C’è un dato di fatto che riporta il tutto alle sue esatte dimensioni. C’è da scommettere che sia Draghi che Berlusconi, nel loro stesso discorso di insediamento, direbbero chiaro e tondo che la legislatura deve continuare fino alla sua fine naturale, invitando all’unità, ma certo facendo ricordare che il potere di scioglimento delle Camere appartiene all’inquilino del Quirinale, il quale non avrebbe problemi a creare una maggioranza in un Parlamento teso a usufruire appieno anche dell’ultimo scampolo del quinquennio. Per ora c’è solo da aspettare che Berlusconi sciolga la riserva, cosa che sembra gli venga consigliata anche dal suo entourage, ma che trova ostacolo nel carattere e nello stile dell’uomo, cui è attribuito un giudizio su sé stesso estremamente emblematico, che, cioè, è proprio l’impossibile a tentarlo, col sottofondo implicito che quanto è ritenuto impossibile dagli altri non è visto e vissuto come tale da lui, certo confortato in questo dal suo intero passato.

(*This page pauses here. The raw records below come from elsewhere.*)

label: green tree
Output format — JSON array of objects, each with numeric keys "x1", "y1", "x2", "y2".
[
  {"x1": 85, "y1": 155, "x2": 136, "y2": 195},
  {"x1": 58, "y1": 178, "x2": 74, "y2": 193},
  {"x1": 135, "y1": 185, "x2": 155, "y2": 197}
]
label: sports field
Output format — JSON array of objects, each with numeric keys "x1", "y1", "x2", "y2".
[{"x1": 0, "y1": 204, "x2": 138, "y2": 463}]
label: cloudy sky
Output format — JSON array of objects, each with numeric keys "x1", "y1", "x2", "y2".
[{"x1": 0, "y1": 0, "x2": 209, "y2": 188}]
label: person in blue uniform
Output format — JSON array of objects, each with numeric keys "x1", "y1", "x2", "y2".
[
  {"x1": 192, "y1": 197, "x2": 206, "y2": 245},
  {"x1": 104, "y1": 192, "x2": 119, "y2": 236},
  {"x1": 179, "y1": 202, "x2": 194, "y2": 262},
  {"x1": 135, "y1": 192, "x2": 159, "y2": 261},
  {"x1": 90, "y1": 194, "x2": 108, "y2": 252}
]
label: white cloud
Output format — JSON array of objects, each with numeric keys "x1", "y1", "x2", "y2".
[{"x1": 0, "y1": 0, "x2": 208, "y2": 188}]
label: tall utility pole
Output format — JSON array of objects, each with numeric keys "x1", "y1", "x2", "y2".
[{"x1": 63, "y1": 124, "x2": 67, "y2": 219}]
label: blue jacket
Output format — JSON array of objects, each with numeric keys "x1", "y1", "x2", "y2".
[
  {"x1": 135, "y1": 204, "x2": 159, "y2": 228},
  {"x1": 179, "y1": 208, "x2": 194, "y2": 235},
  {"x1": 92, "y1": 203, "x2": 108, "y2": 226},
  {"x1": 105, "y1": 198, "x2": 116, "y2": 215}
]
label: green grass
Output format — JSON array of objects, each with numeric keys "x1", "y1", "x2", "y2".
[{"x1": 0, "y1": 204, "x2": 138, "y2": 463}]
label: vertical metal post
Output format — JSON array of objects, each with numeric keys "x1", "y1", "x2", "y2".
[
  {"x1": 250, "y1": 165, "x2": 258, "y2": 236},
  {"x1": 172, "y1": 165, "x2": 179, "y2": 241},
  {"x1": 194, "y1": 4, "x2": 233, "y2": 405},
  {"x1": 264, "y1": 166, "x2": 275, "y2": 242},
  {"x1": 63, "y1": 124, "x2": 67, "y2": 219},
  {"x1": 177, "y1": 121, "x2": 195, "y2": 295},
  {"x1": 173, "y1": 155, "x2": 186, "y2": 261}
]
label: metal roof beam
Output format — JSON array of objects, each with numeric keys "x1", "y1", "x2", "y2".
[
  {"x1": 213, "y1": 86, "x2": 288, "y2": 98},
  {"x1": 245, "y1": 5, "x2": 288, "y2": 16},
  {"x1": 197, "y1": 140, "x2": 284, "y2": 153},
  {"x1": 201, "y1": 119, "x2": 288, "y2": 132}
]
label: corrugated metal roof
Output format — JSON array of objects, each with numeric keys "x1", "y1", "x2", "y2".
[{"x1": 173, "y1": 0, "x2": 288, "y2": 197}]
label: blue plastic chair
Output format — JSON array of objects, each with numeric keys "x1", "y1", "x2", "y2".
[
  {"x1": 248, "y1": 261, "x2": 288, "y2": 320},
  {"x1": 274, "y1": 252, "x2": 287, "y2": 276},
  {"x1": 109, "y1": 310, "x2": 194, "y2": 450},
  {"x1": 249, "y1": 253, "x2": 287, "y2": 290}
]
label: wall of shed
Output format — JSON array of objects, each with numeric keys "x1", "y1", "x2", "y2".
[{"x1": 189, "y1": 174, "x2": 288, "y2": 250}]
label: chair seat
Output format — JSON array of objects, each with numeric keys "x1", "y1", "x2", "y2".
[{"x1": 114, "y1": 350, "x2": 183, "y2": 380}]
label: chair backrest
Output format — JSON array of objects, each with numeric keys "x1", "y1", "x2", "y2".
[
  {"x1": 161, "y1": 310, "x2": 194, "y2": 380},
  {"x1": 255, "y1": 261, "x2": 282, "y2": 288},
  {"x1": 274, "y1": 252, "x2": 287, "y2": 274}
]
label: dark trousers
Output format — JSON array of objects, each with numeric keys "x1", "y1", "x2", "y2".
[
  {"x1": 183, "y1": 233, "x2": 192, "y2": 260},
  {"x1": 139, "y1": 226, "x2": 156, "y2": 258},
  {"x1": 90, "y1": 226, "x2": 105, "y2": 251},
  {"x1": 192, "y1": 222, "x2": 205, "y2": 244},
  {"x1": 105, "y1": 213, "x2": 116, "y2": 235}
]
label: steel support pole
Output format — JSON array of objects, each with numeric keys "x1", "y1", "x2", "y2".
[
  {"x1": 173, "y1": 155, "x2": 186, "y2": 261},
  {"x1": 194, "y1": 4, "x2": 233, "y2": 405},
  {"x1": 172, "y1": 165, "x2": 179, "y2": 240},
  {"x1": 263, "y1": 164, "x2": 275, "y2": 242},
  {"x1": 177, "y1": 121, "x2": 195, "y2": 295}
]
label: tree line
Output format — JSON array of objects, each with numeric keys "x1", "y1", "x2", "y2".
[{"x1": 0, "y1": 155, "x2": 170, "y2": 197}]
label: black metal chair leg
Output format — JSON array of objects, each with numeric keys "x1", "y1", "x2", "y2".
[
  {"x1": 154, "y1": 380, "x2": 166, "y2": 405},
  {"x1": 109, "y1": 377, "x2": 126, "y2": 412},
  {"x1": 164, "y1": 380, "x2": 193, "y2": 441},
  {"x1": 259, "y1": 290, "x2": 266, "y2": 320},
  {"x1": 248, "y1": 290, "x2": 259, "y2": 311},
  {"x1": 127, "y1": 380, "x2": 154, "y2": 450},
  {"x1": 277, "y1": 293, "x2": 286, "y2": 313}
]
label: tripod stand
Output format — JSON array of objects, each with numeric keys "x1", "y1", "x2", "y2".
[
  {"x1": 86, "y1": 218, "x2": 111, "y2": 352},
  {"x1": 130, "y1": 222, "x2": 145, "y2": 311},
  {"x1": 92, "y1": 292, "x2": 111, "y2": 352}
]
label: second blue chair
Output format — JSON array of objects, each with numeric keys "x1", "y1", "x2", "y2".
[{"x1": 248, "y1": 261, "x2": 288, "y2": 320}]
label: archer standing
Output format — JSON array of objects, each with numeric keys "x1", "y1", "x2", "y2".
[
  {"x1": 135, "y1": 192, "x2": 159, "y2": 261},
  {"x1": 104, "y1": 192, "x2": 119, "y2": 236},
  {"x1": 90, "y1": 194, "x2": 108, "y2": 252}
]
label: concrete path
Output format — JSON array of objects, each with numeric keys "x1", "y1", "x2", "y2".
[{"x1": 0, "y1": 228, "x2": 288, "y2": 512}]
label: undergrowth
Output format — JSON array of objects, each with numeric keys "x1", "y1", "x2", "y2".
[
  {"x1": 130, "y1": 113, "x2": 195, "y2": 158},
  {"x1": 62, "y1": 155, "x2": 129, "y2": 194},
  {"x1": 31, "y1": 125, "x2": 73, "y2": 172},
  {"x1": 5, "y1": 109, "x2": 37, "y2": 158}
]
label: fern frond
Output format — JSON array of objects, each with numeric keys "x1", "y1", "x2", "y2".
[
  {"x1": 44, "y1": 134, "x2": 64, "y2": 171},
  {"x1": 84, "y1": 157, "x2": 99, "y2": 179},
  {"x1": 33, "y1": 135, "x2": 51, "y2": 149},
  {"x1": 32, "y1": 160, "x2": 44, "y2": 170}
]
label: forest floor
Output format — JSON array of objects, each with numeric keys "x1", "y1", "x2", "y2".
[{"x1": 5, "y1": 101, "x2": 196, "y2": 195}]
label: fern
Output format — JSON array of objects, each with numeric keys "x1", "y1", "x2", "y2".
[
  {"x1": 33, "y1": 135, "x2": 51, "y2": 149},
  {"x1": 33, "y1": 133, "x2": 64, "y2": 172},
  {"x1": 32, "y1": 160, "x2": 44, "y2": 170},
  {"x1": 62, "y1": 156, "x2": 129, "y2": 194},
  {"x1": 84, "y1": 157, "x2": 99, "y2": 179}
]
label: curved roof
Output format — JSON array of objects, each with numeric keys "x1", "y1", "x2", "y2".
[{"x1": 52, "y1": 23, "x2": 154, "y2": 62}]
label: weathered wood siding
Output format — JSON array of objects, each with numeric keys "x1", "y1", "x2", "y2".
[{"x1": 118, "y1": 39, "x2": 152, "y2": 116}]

Ma forse è sbagliato pensare che la sua eventuale discesa in campo possa considerarsi fallimentare se non riuscirà ad assicurargli una sia pur striminzita maggioranza assoluta, perché potrebbe bastare di poter contare su una adesione maggiore di quella espressa dal centrodestra, per diventare effettivamente il king maker, riconfermando il suo ruolo storico di referente unico e insostituibile del centrodestra. Sminuire l’adesione ad una sua presentazione da parte di Salvini e Meloni, come meramente formale, data con la precisa consapevolezza di una scarsa praticabilità, non sembra cogliere l’effettiva problematicità di un centrodestra rispetto a cui solo la presenza di Berlusconi assicura l’essere Forza Italia assolutamente determinante per una maggioranza elettorale, attestata sulla difesa della legge elettorale esistente, contro ogni tentazione proporzionale dei centristi. Ma anche e soprattutto assicura la non concorrenza aperta fra Lega e Fratelli d’Italia, destinata a riemergere una volta che l’uomo di Arcore perdesse il suo ruolo di federatore, come eletto o come king maker, tanto è vero che sia Salvini sia la Meloni si sono riservati di prospettare candidati tenuti in pectore per la seconda battuta. Si veda per contrasto quanto l’assenza di un federatore, come a suo tempo è stato Prodi, penalizzi profondamente il centrosinistra, che a tutt’oggi non è riuscito a concordare neppure una tattica comune, immaginiamoci una strategia.
Né si deve dimenticare che per quanto comprensibilmente il “giallo” del Quirinale ipnotizzi la politica parlata o ancor meglio orecchiata, con una spasmodica attenzione dei mass media, esso è vissuto nel Paese in modo assolutamente distratto, sintomo di un distacco che ha trovato riscontro nell’elezione recente di una deputata con un 11 per cento bello rotondo. La doppia emergenza pandemica ed energetica non è affatto superata, né è prevedibile sapere quando lo sarà, cosa questa che impone alle forze politiche di conciliare la responsabilità richiesta dalla situazione con la affermazione identitaria destinata a caratterizzare un anno elettorale quale il 2022. Affermazione, questa, che non potrà consistere nella riesumazione di vecchie e trite polemiche, tanto del berlusconismo quanto dell’antiberlusconismo di maniera, c’è da ritornare a parlare al Paese nella sua quotidiana sofferta fatica.